Die Symptome können durchaus über mehrere Jahre bestehen - in der Regel so lang, bis die Wechseljahre vorbei sind. Danach regeneriert sich das Haar wieder. Wenn aber die Behandlung anschlägt, kann der hormonell bedingte Haarausfall schon nach einigen Monaten wieder enden.
Wie lange Haarausfall in den Wechseljahren dauert, lässt sich pauschal nicht beantworten. In einigen Fällen kann der Haarausfall über mehrere Monate oder Jahre andauern. Bei den meisten Frauen ist der Haarausfall jedoch mild und nicht dauerhaft.
Bei starkem Haarausfall während der Wechseljahre kannst du dich an verschiedene Fachärzte wenden. Etwa um das 50. Lebensjahr herum ändert sich der weibliche Hormonstatus. Die fruchtbare Phase, in der eine Schwangerschaft auf natürlichem Wege möglich ist, geht zu Ende.

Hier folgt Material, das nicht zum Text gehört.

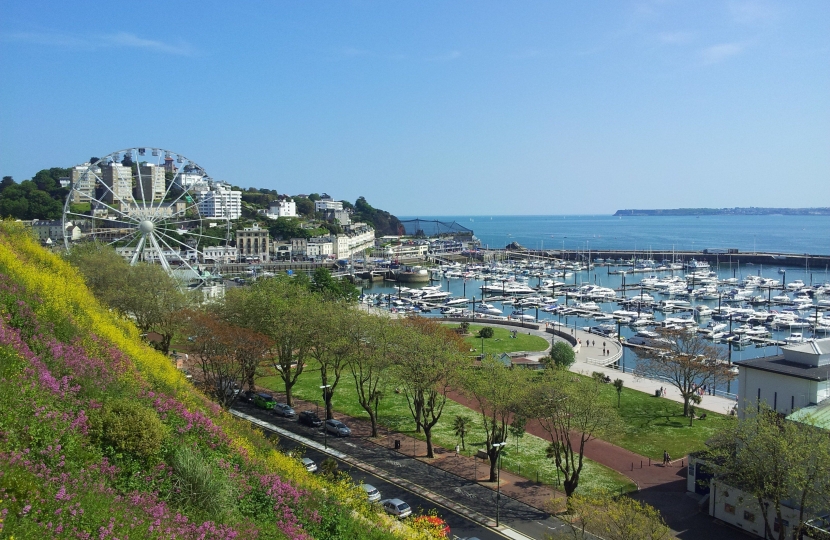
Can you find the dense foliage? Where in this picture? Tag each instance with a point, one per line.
(100, 435)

Wem Hausmittel, Shampoos, Medikamente oder Regenerationstherapien nicht helfen und der Haarverlust ein beeinträchtigendes kosmetisches Problem darstellt, für den bietet die Haartransplantation oft eine letzte rettende Alternative.
Auch wenn man das Thema Haartransplantation eher bei Männern verorten würde: Für Frauen ist volles Kopfhaar immer noch ein Zeichen von Schönheit, Attraktivität und Eleganz. Haarausfall in den Wechseljahren kann zu einer großen psychischen Belastung und einem hohen Leidensdruck führen, da die Patientinnen ihrem eigenen Schönheitsideal nicht mehr entsprechen.
Eine Weiterentwicklung ist die I-FUE-Methode (Intermittend Follicular Unit Extraction). Dabei befinden sich die entnommenen follikulären Einheiten nur für einen kurzen Zeitraum außerhalb der Haut und werden zügig wieder eingepflanzt.
Eine Haartransplantation kann bei starkem Haarausfall eine Lösung sein.
Ein Verlust an Lebensqualität durch Haarausfall muss heute nicht mehr hingenommen werden! Wenden Sie sich frühzeitig an ein Zentrum für Haartransplantation Ihres Vertrauens - damit Sie Ihre Schönheit weiterhin genießen können.
tags: #Haarausfall #Wechseljahre #was #tun
Diese Website verwendet Cookies. Durch die weitere Nutzung der Seite stimmst du der Verwendung von Cookies zu. Weitere Informationen
Die Cookie-Einstellungen auf dieser Website sind auf "Cookies zulassen" eingestellt, um das beste Surferlebnis zu ermöglichen. Wenn du diese Website ohne Änderung der Cookie-Einstellungen verwendest oder auf "Akzeptieren" klickst, erklärst du sich damit einverstanden.